A direct or explicit solution to the inverse design problem requires use of an inverse formulation. Ordinary techniques (e.g., Gauss-Seidel, Gauss elimination or LU decomposition) are likely to either identify non-physical solutions with large amplitude fluctuations and/or complex absolute temperatures, or completely fail to find a solution.

To achieve an accurate and physically reasonable solution, the explicit system of equations may be regularized by modifying the ill-conditioned set to a nearly-equivalent set of well-conditioned equations. The solution is then subject to some error and the level of regularization must be selected so that the accuracy of the solution satisfies the designer’s needs. One regularization technique is truncated singular value decomposition (TSVD).

TSVD is based on modifying the singular value decomposition of A. The solution uses the pseudo-inverse matrix that is formed by filtering or truncating some (or many) of the smallest singular values, thus reducing the condition number of the matrix A; the solution to Ax = C using the p largest singular values from the singular value decomposition of A, ${\mathbf{A = US}}{{\mathbf{V}}^T}$, becomes

${x_n} = \sum\limits_{k = 1}^p {{V_{n,k}}\frac{{\sum\limits_m^N {{C_m}U_{m,k}^T} }}{{{S_{k,k}}}},\quad n = 1,2, \ldots ,N} \qquad \qquad(1)$

where p has a value less than or equal to the rank of A (Hansen, 1998). Retaining different numbers of singular values yields alternative solutions. Those with acceptable accuracy and physically reasonable characteristics present allowable alternatives.

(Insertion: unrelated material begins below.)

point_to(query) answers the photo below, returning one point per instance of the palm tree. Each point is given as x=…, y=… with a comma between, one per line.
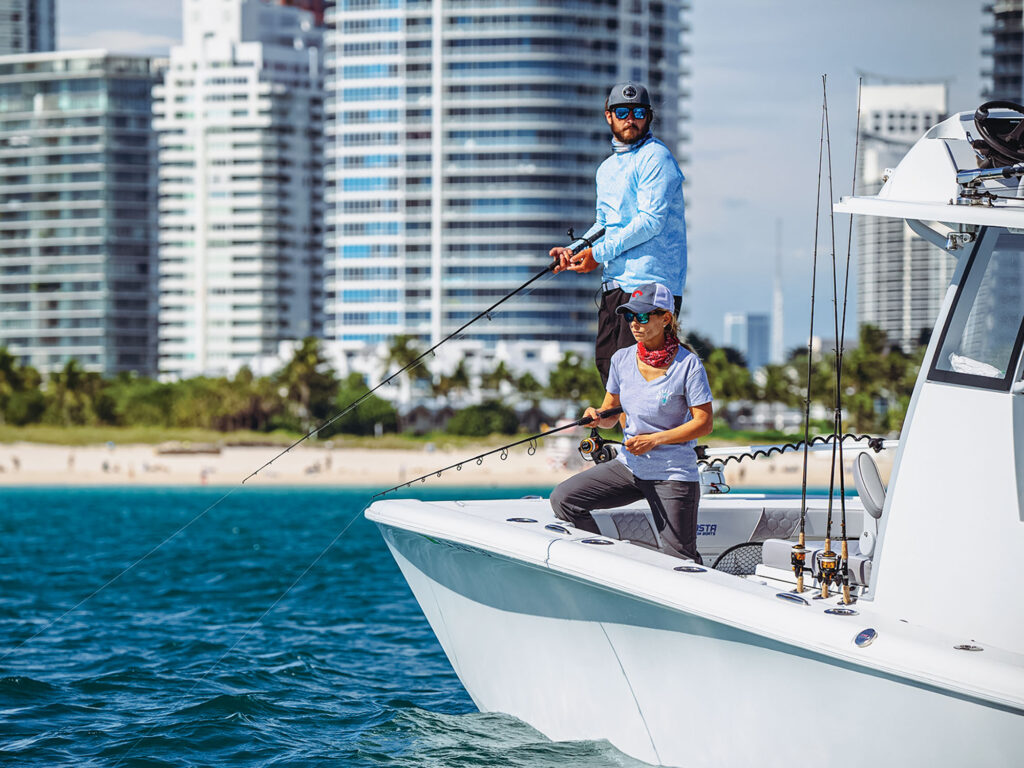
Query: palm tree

A problem that incorporates many attributes of a practical design process for a radiant furnace was proposed and solved by a diverse team to compare various solution methods for inverse problems (Daun et al., 2006). A three-dimensional geometry was considered, and the problem was to determine the radiant heater settings that provide a prescribed transient but spatially-uniform heating of the design surface.

## References

Daun, K.J. França, F., Larsen, M., Leduc, G., and Howell, J.R., 2006, “Comparison of Methods for Inverse Design of Radiant Enclosures,” J. Heat Transfer, Vol. 128, pp. 269-282.

Faghri, A., Zhang, Y., and Howell, J. R., 2010, Advanced Heat and Mass Transfer, Global Digital Press, Columbia, MO.

Hansen, P.C., 1998, Rank-Deficient and Discrete Ill-Posed Problems: Numerical Aspects of Linear Inversion, SIAM, Philadelphia, PA.